Supervision: Konstantinos Pitas

Project type: Semester project (master) Master thesis

Available

Flat minima are claimed to have links with good generalization in deep neural networks [1]. However such links to good generalization are motivated by simple empirical correlations. A main problem hindering more formal results is accurately estimating the curvature at points of the loss function of DNNs. The Hessian matrix of the loss with respect to the DNN parameters has dimensions dxd with d being the number of parameters.

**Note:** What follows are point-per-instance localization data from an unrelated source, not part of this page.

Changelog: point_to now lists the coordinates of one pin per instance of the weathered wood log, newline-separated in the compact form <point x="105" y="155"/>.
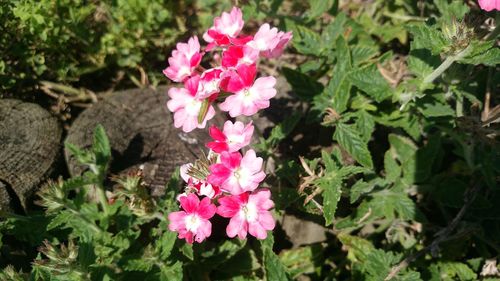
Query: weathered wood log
<point x="29" y="145"/>
<point x="140" y="129"/>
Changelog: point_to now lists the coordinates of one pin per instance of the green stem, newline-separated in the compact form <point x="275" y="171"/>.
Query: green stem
<point x="102" y="198"/>
<point x="445" y="65"/>
<point x="494" y="34"/>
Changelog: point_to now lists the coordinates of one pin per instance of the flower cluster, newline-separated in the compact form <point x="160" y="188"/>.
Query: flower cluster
<point x="226" y="182"/>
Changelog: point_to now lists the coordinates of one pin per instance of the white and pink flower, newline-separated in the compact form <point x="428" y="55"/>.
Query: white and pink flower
<point x="184" y="60"/>
<point x="200" y="186"/>
<point x="265" y="39"/>
<point x="192" y="223"/>
<point x="187" y="107"/>
<point x="209" y="83"/>
<point x="277" y="51"/>
<point x="225" y="28"/>
<point x="232" y="138"/>
<point x="249" y="213"/>
<point x="249" y="96"/>
<point x="236" y="55"/>
<point x="236" y="174"/>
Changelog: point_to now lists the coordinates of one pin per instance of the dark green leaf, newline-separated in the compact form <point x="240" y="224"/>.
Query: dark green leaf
<point x="348" y="138"/>
<point x="370" y="81"/>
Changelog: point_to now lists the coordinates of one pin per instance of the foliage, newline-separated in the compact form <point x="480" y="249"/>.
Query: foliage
<point x="79" y="42"/>
<point x="406" y="184"/>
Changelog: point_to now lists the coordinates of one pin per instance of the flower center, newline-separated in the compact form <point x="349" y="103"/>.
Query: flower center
<point x="235" y="138"/>
<point x="193" y="107"/>
<point x="192" y="221"/>
<point x="249" y="211"/>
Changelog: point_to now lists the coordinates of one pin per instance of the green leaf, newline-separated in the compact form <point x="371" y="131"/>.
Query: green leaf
<point x="305" y="40"/>
<point x="166" y="243"/>
<point x="333" y="30"/>
<point x="347" y="137"/>
<point x="332" y="189"/>
<point x="391" y="167"/>
<point x="302" y="260"/>
<point x="428" y="37"/>
<point x="483" y="52"/>
<point x="275" y="270"/>
<point x="61" y="218"/>
<point x="370" y="81"/>
<point x="318" y="7"/>
<point x="101" y="147"/>
<point x="337" y="92"/>
<point x="365" y="124"/>
<point x="302" y="85"/>
<point x="187" y="251"/>
<point x="436" y="110"/>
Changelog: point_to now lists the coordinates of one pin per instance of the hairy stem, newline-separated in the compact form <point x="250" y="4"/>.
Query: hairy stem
<point x="445" y="65"/>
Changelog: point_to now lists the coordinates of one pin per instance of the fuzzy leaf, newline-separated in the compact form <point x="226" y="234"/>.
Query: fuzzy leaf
<point x="348" y="138"/>
<point x="370" y="81"/>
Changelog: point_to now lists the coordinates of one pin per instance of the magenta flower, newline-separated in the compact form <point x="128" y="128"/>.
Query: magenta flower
<point x="249" y="213"/>
<point x="235" y="174"/>
<point x="265" y="39"/>
<point x="489" y="5"/>
<point x="209" y="83"/>
<point x="184" y="60"/>
<point x="200" y="187"/>
<point x="187" y="107"/>
<point x="233" y="137"/>
<point x="277" y="51"/>
<point x="225" y="28"/>
<point x="236" y="55"/>
<point x="193" y="222"/>
<point x="249" y="96"/>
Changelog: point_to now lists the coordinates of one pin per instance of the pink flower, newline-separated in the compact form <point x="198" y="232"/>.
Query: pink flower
<point x="275" y="52"/>
<point x="225" y="27"/>
<point x="209" y="83"/>
<point x="489" y="5"/>
<point x="232" y="138"/>
<point x="265" y="39"/>
<point x="249" y="213"/>
<point x="193" y="221"/>
<point x="187" y="107"/>
<point x="201" y="187"/>
<point x="248" y="98"/>
<point x="236" y="55"/>
<point x="236" y="174"/>
<point x="184" y="60"/>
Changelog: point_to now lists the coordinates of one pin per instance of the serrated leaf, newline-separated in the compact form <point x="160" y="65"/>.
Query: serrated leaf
<point x="436" y="110"/>
<point x="317" y="8"/>
<point x="101" y="147"/>
<point x="483" y="52"/>
<point x="332" y="189"/>
<point x="333" y="30"/>
<point x="187" y="251"/>
<point x="305" y="40"/>
<point x="347" y="137"/>
<point x="357" y="247"/>
<point x="337" y="92"/>
<point x="428" y="37"/>
<point x="60" y="219"/>
<point x="302" y="85"/>
<point x="275" y="270"/>
<point x="301" y="260"/>
<point x="365" y="124"/>
<point x="370" y="81"/>
<point x="391" y="167"/>
<point x="166" y="243"/>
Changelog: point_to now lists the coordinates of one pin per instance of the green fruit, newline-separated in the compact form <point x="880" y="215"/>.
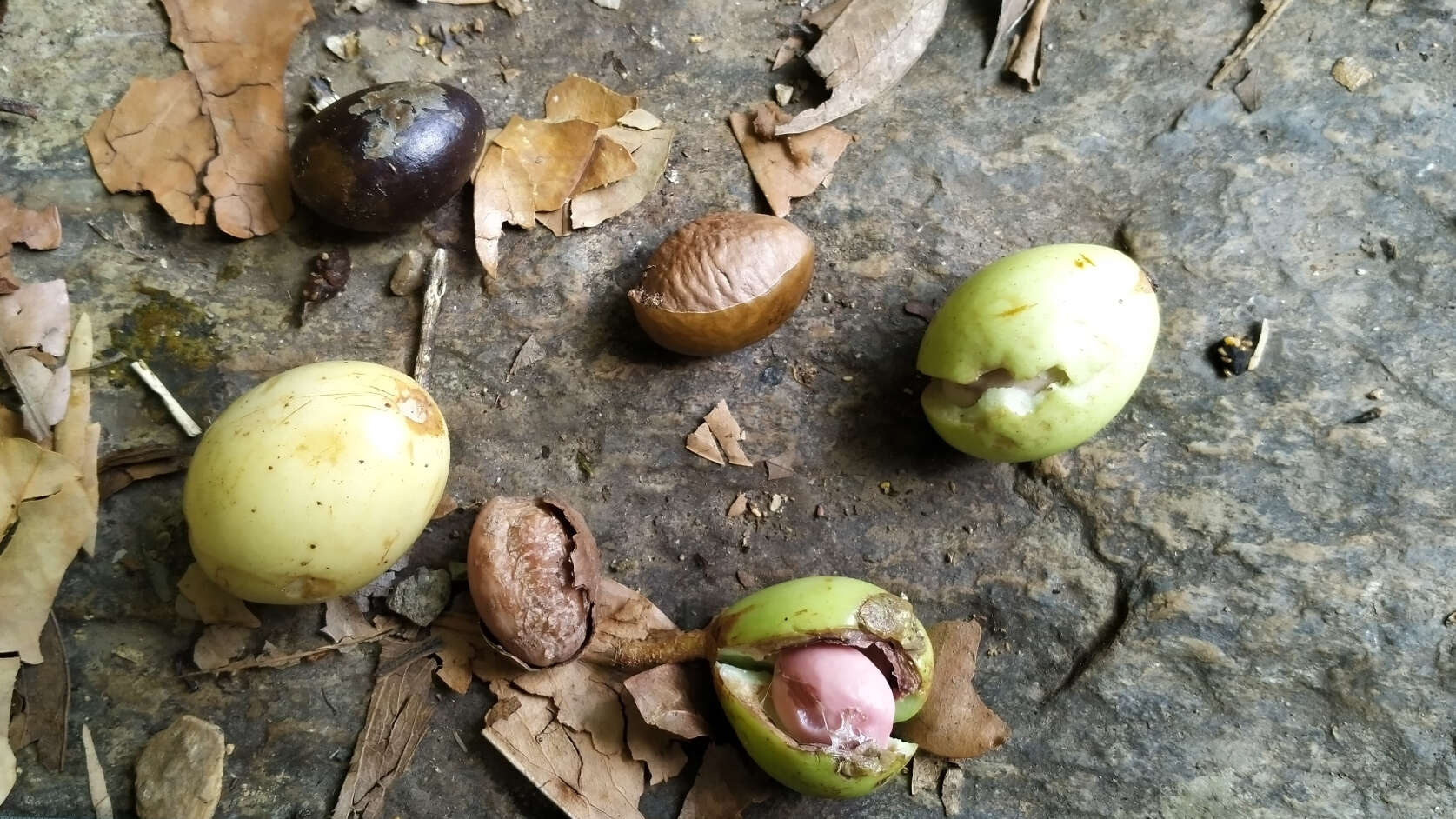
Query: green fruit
<point x="1037" y="351"/>
<point x="750" y="633"/>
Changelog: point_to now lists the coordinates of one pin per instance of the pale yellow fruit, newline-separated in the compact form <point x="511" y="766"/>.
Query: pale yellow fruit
<point x="315" y="481"/>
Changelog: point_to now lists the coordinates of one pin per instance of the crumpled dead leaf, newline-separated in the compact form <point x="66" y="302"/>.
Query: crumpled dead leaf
<point x="45" y="691"/>
<point x="1026" y="50"/>
<point x="649" y="150"/>
<point x="159" y="140"/>
<point x="36" y="229"/>
<point x="728" y="433"/>
<point x="9" y="668"/>
<point x="36" y="323"/>
<point x="725" y="786"/>
<point x="342" y="620"/>
<point x="43" y="504"/>
<point x="219" y="644"/>
<point x="123" y="468"/>
<point x="76" y="436"/>
<point x="954" y="722"/>
<point x="864" y="51"/>
<point x="575" y="168"/>
<point x="399" y="711"/>
<point x="787" y="166"/>
<point x="198" y="598"/>
<point x="569" y="729"/>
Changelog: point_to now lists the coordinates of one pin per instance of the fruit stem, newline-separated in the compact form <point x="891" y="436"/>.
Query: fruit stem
<point x="662" y="649"/>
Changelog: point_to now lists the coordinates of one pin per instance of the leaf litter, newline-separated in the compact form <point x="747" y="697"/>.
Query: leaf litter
<point x="868" y="45"/>
<point x="785" y="166"/>
<point x="574" y="168"/>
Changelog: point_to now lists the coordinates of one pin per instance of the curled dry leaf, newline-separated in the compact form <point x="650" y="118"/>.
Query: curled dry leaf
<point x="45" y="689"/>
<point x="237" y="62"/>
<point x="159" y="140"/>
<point x="211" y="603"/>
<point x="399" y="711"/>
<point x="342" y="620"/>
<point x="123" y="468"/>
<point x="787" y="166"/>
<point x="578" y="98"/>
<point x="36" y="323"/>
<point x="9" y="668"/>
<point x="36" y="229"/>
<point x="569" y="729"/>
<point x="44" y="508"/>
<point x="868" y="47"/>
<point x="728" y="433"/>
<point x="954" y="722"/>
<point x="725" y="786"/>
<point x="179" y="773"/>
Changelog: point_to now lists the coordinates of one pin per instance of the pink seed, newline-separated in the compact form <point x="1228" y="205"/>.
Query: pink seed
<point x="832" y="696"/>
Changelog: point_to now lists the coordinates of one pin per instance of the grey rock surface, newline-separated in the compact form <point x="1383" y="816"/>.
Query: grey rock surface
<point x="1229" y="603"/>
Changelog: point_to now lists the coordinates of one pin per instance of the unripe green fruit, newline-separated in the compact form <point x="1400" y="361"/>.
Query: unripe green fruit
<point x="1037" y="351"/>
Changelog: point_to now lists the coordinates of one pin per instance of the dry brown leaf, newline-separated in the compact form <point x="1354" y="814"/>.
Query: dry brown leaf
<point x="219" y="644"/>
<point x="120" y="469"/>
<point x="502" y="194"/>
<point x="701" y="443"/>
<point x="44" y="508"/>
<point x="608" y="163"/>
<point x="569" y="729"/>
<point x="555" y="156"/>
<point x="725" y="786"/>
<point x="213" y="603"/>
<point x="9" y="668"/>
<point x="36" y="323"/>
<point x="45" y="689"/>
<point x="237" y="62"/>
<point x="159" y="140"/>
<point x="868" y="47"/>
<point x="641" y="120"/>
<point x="529" y="355"/>
<point x="179" y="773"/>
<point x="667" y="698"/>
<point x="399" y="711"/>
<point x="36" y="229"/>
<point x="1026" y="53"/>
<point x="462" y="643"/>
<point x="649" y="150"/>
<point x="342" y="620"/>
<point x="76" y="436"/>
<point x="954" y="722"/>
<point x="95" y="777"/>
<point x="728" y="433"/>
<point x="578" y="98"/>
<point x="787" y="166"/>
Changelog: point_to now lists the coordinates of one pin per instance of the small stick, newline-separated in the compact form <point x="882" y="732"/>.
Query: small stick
<point x="178" y="413"/>
<point x="1272" y="10"/>
<point x="19" y="107"/>
<point x="434" y="293"/>
<point x="662" y="650"/>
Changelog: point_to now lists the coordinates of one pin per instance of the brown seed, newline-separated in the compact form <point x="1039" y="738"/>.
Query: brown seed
<point x="724" y="282"/>
<point x="533" y="570"/>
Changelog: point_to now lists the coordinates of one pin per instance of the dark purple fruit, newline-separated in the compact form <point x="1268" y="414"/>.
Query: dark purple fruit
<point x="388" y="156"/>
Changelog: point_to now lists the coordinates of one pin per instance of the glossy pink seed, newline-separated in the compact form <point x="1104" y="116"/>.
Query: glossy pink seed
<point x="832" y="696"/>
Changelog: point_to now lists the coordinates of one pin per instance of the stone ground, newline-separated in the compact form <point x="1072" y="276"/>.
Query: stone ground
<point x="1227" y="603"/>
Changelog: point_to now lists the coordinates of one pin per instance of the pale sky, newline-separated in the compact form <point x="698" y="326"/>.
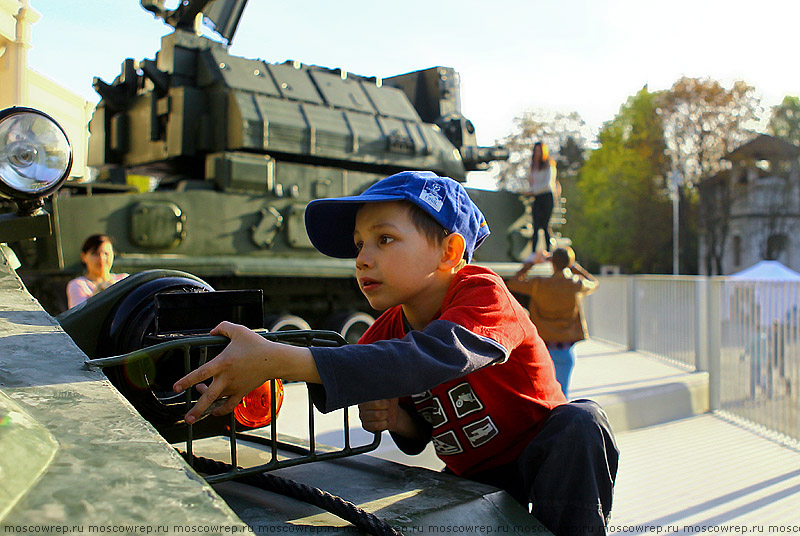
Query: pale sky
<point x="587" y="56"/>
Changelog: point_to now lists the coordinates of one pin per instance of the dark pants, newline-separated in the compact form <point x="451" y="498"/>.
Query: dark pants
<point x="567" y="471"/>
<point x="542" y="210"/>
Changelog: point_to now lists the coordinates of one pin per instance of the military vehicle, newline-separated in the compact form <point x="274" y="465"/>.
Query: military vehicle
<point x="81" y="456"/>
<point x="77" y="458"/>
<point x="227" y="152"/>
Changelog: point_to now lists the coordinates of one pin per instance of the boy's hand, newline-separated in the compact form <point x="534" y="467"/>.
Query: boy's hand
<point x="379" y="415"/>
<point x="241" y="367"/>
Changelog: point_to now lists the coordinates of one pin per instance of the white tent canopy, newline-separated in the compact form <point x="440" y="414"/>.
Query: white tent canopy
<point x="772" y="288"/>
<point x="767" y="271"/>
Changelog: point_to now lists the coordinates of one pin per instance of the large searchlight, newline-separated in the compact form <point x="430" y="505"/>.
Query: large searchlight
<point x="35" y="160"/>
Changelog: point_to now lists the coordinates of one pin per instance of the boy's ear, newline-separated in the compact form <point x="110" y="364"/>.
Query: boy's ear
<point x="454" y="246"/>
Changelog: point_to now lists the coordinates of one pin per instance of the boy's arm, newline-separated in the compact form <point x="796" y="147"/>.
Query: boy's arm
<point x="421" y="360"/>
<point x="410" y="432"/>
<point x="247" y="362"/>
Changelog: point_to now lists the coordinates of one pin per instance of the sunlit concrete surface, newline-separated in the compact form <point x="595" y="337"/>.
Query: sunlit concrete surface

Thus this matrix is huge and various approximations are used to compute and store it [2][3].

In this project the student will test empirically and explore ways to accurately characterize the quality of various approximations to the Hessian matrix for small and moderate deep learning problems.

The student must be highly motivated and independent with good knowledge of Python, Tensorflow/Keras and/or Pytorch.

The project consists of 20% theory and 80% application and but has links to a number of interesting problems in deep neural network theory.

[1] Keskar, Nitish Shirish, et al. "On large-batch training for deep learning: Generalization gap and sharp minima." arXiv preprint arXiv:1609.04836 (2016).

[2] Martens, James, and Roger Grosse. "Optimizing neural networks with kronecker-factored approximate curvature." International conference on machine learning. 2015.

[3] Mishkin, Aaron, et al. "Slang: Fast structured covariance approximations for bayesian deep learning with natural gradient." Advances in Neural Information Processing Systems. 2018.